The authoritarian structure based on the Pope and Vatican bureaucracy is collapsing, she says, and soon the Bishop of Rome will be just another Italian bishop. But the church will survive, and she will be a part. ”I am still a Roman Catholic, very much on the edges. They don’t want me, but I’m not going. As [theologian] Hans Kung says, ‘Less Pope, more Jesus.’ “

That’s the story. Read on one level, it comes across a being more of a press release on behalf of the Roman Catholic Womenpriests movement than a news story. Bishop Fresen speaks, but no voice from the “official” Roman Catholic Church is heard to give these claims context.

Why can women not be priests in the Roman Catholic Church? What does it mean to be excommunicated? Is the bishop an irritant to the Roman Catholic Church, or is she even on its radar? No answers here to these questions.

The statement that a Catholic bishop consecrated the first Womenpriests needs to be expanded. Yes, a Catholic bishop did consecrate seven women priests on Aug 5, 2002 at a ceremony held on a Danube steamer. The catholic bishop in question, Rómulo Antonio Braschi, is a bishop of the Charismatic Catholic Church of Christ the King in Argentina.

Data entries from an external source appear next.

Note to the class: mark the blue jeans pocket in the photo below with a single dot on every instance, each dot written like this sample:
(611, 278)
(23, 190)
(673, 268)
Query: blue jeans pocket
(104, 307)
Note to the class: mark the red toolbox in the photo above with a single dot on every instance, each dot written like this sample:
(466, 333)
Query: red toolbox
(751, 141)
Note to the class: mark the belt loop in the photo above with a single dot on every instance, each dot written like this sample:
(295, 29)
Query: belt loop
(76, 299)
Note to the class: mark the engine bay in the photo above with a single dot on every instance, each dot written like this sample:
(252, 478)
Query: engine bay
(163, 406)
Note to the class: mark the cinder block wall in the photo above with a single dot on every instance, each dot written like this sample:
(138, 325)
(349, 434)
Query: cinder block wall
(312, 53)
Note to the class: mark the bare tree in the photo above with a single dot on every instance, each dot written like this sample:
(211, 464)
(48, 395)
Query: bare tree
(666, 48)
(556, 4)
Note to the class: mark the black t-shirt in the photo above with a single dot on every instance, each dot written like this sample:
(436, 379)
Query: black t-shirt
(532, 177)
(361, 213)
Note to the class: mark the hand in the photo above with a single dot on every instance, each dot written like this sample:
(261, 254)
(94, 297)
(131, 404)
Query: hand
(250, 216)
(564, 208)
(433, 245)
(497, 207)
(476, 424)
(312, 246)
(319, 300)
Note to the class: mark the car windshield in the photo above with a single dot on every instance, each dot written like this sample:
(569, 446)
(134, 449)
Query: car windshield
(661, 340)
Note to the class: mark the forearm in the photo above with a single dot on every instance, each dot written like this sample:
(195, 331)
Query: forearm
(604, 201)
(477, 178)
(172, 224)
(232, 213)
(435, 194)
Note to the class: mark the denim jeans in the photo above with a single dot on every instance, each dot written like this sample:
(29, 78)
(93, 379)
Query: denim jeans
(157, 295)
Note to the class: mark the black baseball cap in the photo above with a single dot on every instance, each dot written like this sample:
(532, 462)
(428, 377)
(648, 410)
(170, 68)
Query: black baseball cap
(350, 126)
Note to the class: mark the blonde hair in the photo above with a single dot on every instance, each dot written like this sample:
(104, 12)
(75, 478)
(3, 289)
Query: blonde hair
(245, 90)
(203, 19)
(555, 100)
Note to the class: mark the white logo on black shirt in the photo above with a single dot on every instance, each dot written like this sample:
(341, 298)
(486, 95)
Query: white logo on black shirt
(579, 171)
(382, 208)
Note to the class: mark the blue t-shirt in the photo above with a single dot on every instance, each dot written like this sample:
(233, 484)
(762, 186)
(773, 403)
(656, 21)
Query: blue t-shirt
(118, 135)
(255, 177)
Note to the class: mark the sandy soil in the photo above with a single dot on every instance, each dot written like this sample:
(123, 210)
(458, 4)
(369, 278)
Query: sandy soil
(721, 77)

All Roman Catholics are Catholics but not all Catholics are Roman Catholics. Old Catholics, Anglo-Catholics, the Chinese Patriotic Catholic Association, and host of other groups lay claim to the moniker ‘catholic’. You can even listen to Dr. J. Vernon McGee, the noted Presbyterian preacher and popular radio Bible teacher, preach on this point in his sermon: “You are a Catholic priest”.

A superficial reading shows it to be an incomplete, rather one-sided mess. But could there not be more to it than this? Perhaps The Age is giving the bishop a pulpit and thereby allowing her to impeach herself. No contradictory voice is needed because the subject’s views are so extraordinary.

Support for this view could be derived from the structure of the article. In the closing paragraphs Bishop Fresen makes her strongest statement about Benedict being a “figure of fun” and the imminent collapse of the Petrine system that will leave the pope as “just another Italian bishop.”

This is great stuff for a reporter, yet it is buried in the closing paragraphs. The Age starts out with who she is and ends with what she believes, when what she believes is more newsworthy. Could it be the story is setting is subject up for a fall by closing in this manner? Or is The Age content to let Bishop Fresen craft her own identity?

As thinkers from John Locke to Margaret Mead and today’s many “social constructionists” like to say, people are simply whatever they are conditioned to be. Bishop Fresen believes the church’s construct of gender being determinative as to ordination violates the deeper meaning of Scripture.

The Roman Catholic Church takes the opposite view, believing it is not possible for women to be priests because Christ himself chose no women to serve among the Apostles. It lacks the authority to contravene Christ’s example. Its precise position is that articulated by John Paul II in 1992: “the Church has no authority whatsoever to confer priestly ordination on women.”

How then should a journalist approach these competing claims? “I am what I say I am” vs. “You are what you are.”